Mirasol: We’ve ventured to be good neighbors from the very start of this process. We’ve been up against really short timelines, with the legislative change that was passed through the legislature in April, for a September 1 start date. We have really focused on the intent of a good neighbor process and that’s really for the community’s safety. So we’ve put a lot of resources and support into that. We’re providing security. Our providers are doing neighborhood engagement and there’s been no increase in loitering, camping or criminal activity in the area surrounding the Coordinated Care Pathway Center. We really have to recognize that stigma is a real barrier to recovery, so recognizing the concerns. We’re also not seeing any major changes and we are engaging with the community around us.
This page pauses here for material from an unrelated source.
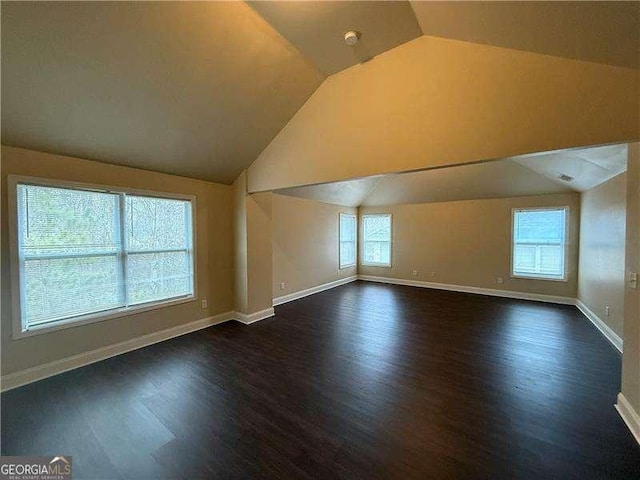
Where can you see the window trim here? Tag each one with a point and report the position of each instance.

Miller: Do you agree, at this point, with the central premise of decriminalization, that, for a lot of people with substance use disorder, only the threat of criminal prosecution will get them into meaningful treatment? I mean, that, in a sense, is the argument lawmakers made in response to a lot of community outcry and that’s why we are where we are right now. Do you think this is good policy?

Mirasol: I think we always have to balance supportive encouragement with supportive accountability. People engage in recovery when they’re ready and there’s certainly accountability measures that serve as motivators. What I would say is, from the recovery perspective, we just have to provide every opportunity because for someone who is in recovery, I think they know the moment that it happened, right? So the readiness may not be today, it may not be tomorrow, or two weeks from now, or a year from now. But if we’re available – and this is really a key opportunity with that law enforcement engagement, when somebody’s stopped for the misdemeanor offense – to actually make a direct connection with somebody who can be there on the ready when the person’s ready to engage. Really, that’s our approach: how do we open the pathway, so that that access to recovery is available when the individuals that we have the opportunity to serve are ready to be served.

Miller: If you were in charge of a pot of money that could only be used for some version of recovery services, where would you put it right now in Multnomah County? Where do you see the biggest specific gap?

Mirasol: Oh goodness, you’re giving me that.

Miller: This is a theoretical pot of money, but I’m wondering what you think the biggest gap is?

Mirasol: It’s hard to center on any one thing, to be honest with you, Dave, because of where we are in behavioral services. We have capacity gaps at all levels of care, and so we really need to do a lot of upstream prevention. We need to engage in that intersection between homelessness and behavioral health, so that when people enter into the recovery journey or they engage in treatment, they have somewhere safe and comfortable to land. Treatment demands a lot of people. Even when your basic needs are met, it’s hard.

So, for me, it’s a combination of recovery housing, engaging more in withdrawal management, and getting people into residential care and other services that maybe they can access if they also have housing. So it’s really all of the things.

Miller: Heather Mirasol and Brian Hughes, thanks very much.

Mirasol: Thank you.

Hughes: Thanks for having me, Dave.

Miller: Heather Mirasol is the director of Multnomah County’s Behavioral Health Division. Brian Hughes is the acting commander of the Portland Police Bureau’s Central Precinct. They joined us to talk about the first three months of drug recriminalization and deflection in Multnomah County.